1990s >> 1991 >> no-1044-august-1991

SWP Contradictions (3)

Socialism, says the SWP, cannot be established in one country. Capitalism cannot be abolished within the borders of a single state because capitalism is an international system. Any attempt to do so is bound to fail. An isolated anti-capitalist state would still have to trade with other countries. So it would still be subject to pressure from the world market to keep its prices competitive by exploiting its working class and investing the proceeds in cost-saving equipment. The end result would be some form of national state capitalism, not socialism.

This is all good stuff and perfectly true. So we shouldn’t support movements that seek solutions to social problems within a national framework? Well no, not exactly, say the SWP, we must support “all genuine national liberation movements”.

So we are being asked to support movements that are either bound to fail or stand for the establishment of some national capitalist state. But why? Why should we support either type of movement? The SWP, however, insist that we should support movements like the Vietcong in the 60s and the Sandinistas and the PLO and the IRA even though they know that all these can achieve is some form of capitalist regime.

Some of their fellow Trotskyists try to get out of this contradiction by arguing that what the Vietcong and the Sandinistas established, and what the PLO and the IRA would establish would not be a form of capitalism, but some anti-capitalist transitional form. The SWP, quite correctly, won’t have anything to do with this nonsense: in the context of world capitalism all countries must eventually conform to the pressures of the world market to run their economies in a capitalist way.

But, since the SWP does support these movements, on their own admission they are supporting movements to set up capitalist states and regimes. Which is an absurd position for people calling themselves “international socialists” to take up. Genuine international socialists would be advocating international (or, more accurately, world) socialism, not national capitalism, as the solution to the problems of workers and peasants in places like Vietnam, Nicaragua and Palestine.
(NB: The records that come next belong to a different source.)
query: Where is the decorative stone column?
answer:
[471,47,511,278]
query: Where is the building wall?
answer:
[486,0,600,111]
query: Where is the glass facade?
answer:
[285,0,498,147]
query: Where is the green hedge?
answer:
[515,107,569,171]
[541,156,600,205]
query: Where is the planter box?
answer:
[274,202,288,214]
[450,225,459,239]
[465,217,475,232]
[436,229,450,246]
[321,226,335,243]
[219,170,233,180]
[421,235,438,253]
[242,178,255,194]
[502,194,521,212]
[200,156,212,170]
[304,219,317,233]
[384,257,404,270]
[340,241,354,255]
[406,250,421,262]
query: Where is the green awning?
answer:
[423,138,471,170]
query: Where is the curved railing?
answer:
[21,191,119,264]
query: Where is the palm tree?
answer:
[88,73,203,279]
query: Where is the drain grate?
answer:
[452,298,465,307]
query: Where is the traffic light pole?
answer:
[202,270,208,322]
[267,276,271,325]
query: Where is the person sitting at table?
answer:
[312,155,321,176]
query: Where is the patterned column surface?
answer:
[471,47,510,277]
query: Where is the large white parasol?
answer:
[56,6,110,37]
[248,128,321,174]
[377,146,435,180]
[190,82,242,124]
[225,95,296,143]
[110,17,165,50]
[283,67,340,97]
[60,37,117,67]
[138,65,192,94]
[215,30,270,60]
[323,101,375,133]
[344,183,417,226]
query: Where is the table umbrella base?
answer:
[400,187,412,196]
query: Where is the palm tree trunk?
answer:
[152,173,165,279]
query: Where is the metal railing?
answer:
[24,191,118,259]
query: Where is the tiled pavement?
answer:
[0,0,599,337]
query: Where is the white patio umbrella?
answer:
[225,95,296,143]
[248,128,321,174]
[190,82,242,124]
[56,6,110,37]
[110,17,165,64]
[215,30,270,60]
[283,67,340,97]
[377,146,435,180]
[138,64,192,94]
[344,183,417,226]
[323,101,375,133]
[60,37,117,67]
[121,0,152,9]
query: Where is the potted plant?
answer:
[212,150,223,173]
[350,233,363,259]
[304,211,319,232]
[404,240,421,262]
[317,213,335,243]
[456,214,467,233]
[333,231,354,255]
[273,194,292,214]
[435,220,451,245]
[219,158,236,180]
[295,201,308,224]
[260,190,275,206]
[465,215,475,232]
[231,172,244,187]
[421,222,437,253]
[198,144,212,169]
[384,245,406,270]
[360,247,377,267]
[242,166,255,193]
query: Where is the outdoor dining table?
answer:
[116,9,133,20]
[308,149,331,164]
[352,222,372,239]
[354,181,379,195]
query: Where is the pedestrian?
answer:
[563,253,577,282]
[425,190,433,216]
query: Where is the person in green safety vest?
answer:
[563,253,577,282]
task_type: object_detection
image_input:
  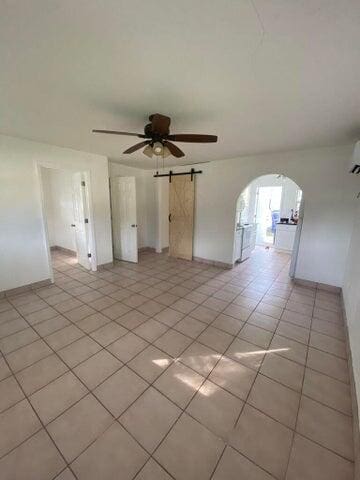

The SWP position here is not just contradictory. It has disastrous practical consequences, as during the recent Gulf War when it led to them supporting Iraq “militarily but not politically” as they themselves put it. Since they knew perfectly well that Iraq was a capitalist country, this means that they were knowingly supporting one capitalist country in a war against another capitalist country. They were knowingly telling Iraqi workers that it was right for them to die in defence of the interests of their capitalist ruling class. A worse betrayal of socialist principles is hard to imagine.